Okura not:
Günün 11’i, Türkiye medyasındaki görüş ve yorum çeşitliliğini yansıtmak amacıyla hazırlanmaktadır. Aşağıda özetini bulacağınız yazıya yer vermemiz, içeriğini onayladığımız ve/veya desteklediğimiz anlamına gelmez.
Bugün toplum, kahramandan en çok adalet bekliyor. Bir kahramanı tanımlayan en temel özellik sorulduğunda yüzde 65’i “adil olması” diyor. Kahramanın en büyük gücünün ne olması gerektiği sorulduğunda da yanıt aynı: Adalet ve eşitliği sağlamak (yüzde 56). Özellikle Türkiye toplumunun kahramandan en çok ne beklediğini sorduğumuzda ise katılımcıların yüzde 40’ı “Adalet” seçeneğinde toplanıyor.
Demek ki adalet yalnızca mahkeme salonlarının meselesi değil, toplumsal ruh halinin tam kalbine oturmuş bir ihtiyaç. Kahramanlık bile adaletle tanımlanıyorsa, bu ülkenin en büyük açığının, toplumun en derin yarasının nerede olduğunu daha nasıl anlatabiliriz ki? Kahramanlık, olağanüstü cesaretten ya da fiziksel güçten değil, en sıradan hakkın -adaletin-artık olağan sayılmadığı bir toplumda yeniden tesis edilmesinden ibaret hale geliyor.
“Sizce Türkiye’nin lideri için en uygun liderlik tarzı aşağıdakilerden hangisidir?” sorusuna, toplumun yüzde 37’si “koruyan, destek olan, toplumsal refahı önceleyen”, yüzde 19’u “bilgiye, analiz ve akla dayanarak yön veren”, yüzde 16’sı “düzen kuran, otorite ve sorumluluk alan” cevabı veriyor.
Toplumun yüzde 67’si geçmişe kıyasla bugün kahramanlara daha fazla, yüzde 23’ü geçmişle benzer, yüzde 10’u da daha az ihtiyaç olduğunu söylüyor. Bu oran gençler, kadınlar ve muhalif seçmenlerde daha da yüksek.
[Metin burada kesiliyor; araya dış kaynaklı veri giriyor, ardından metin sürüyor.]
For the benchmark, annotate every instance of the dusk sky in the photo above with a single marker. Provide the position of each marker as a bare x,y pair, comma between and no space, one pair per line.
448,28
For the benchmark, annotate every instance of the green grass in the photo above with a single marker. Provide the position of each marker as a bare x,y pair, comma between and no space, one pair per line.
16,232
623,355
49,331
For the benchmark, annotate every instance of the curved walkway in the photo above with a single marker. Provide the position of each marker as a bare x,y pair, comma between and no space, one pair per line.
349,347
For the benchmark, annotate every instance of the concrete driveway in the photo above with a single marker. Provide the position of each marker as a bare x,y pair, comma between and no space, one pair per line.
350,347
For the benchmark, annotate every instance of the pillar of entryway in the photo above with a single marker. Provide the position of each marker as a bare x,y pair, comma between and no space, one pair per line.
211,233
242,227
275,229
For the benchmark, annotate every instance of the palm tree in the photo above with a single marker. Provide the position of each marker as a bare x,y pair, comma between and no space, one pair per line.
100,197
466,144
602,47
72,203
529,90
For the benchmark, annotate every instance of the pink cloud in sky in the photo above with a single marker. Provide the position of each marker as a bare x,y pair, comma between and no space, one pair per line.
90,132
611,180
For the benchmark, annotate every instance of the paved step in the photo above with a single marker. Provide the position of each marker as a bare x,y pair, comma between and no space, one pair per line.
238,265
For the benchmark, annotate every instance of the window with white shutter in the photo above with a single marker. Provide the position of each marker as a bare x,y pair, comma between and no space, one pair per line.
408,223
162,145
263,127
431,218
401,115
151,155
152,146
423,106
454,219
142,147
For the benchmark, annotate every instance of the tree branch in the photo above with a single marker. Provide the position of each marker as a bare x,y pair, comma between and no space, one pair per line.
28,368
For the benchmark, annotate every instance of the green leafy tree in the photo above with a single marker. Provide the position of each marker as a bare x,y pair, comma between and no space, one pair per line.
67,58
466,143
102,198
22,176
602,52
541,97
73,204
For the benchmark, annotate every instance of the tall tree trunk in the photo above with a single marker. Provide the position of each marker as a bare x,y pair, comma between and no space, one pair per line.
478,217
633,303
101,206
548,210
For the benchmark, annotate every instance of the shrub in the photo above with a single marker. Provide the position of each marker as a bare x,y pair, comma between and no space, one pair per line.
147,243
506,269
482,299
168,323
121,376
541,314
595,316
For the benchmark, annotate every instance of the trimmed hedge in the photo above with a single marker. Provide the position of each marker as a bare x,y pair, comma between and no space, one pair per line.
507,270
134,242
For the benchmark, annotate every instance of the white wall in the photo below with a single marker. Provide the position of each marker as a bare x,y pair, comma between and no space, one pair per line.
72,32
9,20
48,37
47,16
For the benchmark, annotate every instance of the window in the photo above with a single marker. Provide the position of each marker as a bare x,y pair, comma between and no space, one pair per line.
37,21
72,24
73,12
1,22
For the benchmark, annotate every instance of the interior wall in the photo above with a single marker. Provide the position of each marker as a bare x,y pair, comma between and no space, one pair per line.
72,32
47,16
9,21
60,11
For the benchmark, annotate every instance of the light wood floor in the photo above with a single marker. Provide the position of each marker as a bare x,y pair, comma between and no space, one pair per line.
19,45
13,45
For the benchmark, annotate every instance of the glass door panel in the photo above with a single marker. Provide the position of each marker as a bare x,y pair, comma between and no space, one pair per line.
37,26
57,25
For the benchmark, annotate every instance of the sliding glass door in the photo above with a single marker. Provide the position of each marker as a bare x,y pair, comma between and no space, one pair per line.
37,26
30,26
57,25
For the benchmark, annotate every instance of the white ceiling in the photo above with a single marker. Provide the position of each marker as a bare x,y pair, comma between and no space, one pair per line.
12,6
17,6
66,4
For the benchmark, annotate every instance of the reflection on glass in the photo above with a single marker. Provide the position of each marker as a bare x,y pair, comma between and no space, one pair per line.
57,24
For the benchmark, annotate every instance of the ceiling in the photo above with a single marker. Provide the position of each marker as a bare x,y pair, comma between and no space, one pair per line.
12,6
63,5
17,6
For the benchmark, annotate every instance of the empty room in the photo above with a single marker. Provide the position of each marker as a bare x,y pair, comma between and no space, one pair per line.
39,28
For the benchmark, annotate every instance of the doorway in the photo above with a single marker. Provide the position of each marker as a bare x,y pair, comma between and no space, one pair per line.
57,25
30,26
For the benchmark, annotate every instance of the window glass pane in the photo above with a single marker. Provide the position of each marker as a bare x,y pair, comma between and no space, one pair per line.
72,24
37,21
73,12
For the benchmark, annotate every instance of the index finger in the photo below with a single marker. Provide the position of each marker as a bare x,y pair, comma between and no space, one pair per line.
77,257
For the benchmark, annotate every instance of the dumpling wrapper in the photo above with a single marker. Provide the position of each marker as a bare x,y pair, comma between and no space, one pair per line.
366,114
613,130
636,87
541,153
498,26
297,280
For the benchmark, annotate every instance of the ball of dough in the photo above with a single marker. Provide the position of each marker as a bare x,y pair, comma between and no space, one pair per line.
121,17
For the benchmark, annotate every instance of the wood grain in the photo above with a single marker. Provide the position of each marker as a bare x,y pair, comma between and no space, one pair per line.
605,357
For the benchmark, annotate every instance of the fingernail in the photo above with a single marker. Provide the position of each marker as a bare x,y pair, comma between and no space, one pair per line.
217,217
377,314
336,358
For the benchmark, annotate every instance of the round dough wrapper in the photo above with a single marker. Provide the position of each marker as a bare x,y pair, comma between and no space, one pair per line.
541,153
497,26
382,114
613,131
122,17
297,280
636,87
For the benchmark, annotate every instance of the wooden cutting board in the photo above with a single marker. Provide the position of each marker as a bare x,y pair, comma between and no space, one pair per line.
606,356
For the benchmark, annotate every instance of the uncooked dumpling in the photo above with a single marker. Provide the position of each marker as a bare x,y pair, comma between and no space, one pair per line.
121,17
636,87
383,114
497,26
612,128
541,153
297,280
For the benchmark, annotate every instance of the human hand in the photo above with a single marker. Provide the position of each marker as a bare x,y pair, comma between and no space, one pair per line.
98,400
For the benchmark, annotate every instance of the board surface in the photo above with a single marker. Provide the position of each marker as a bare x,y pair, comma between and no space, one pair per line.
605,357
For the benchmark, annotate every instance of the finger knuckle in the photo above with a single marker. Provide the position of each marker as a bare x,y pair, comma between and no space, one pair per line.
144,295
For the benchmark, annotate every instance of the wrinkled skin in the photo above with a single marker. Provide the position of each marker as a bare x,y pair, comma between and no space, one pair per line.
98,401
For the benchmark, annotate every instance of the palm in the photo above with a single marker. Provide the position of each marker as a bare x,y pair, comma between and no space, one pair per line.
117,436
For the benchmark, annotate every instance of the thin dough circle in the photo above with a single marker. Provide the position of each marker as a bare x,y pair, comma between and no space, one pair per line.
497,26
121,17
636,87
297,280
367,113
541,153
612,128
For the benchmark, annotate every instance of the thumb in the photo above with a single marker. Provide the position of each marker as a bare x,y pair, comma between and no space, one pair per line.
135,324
Toplum, bireysel çaresizlikten çıkış yolunu “kahraman” metaforunda arıyor. Bugünün Türkiye’sinde kahraman talebi aslında bir “adalet ve güven krizi”nin yansıması. İnsanlar kendilerini yalnız, kırılgan ve korumasız hissediyor. Kahraman figürü, bu kırılganlıkta adalet dağıtan, umut veren ve güven inşa eden bir rol olarak tahayyül ediliyor. Bu durum, siyasetin de hayatın içindeki tüm aktörlerin de meşruiyetini nereden devşireceğini işaret ediyor; adalet, güven ve umut yaratmak.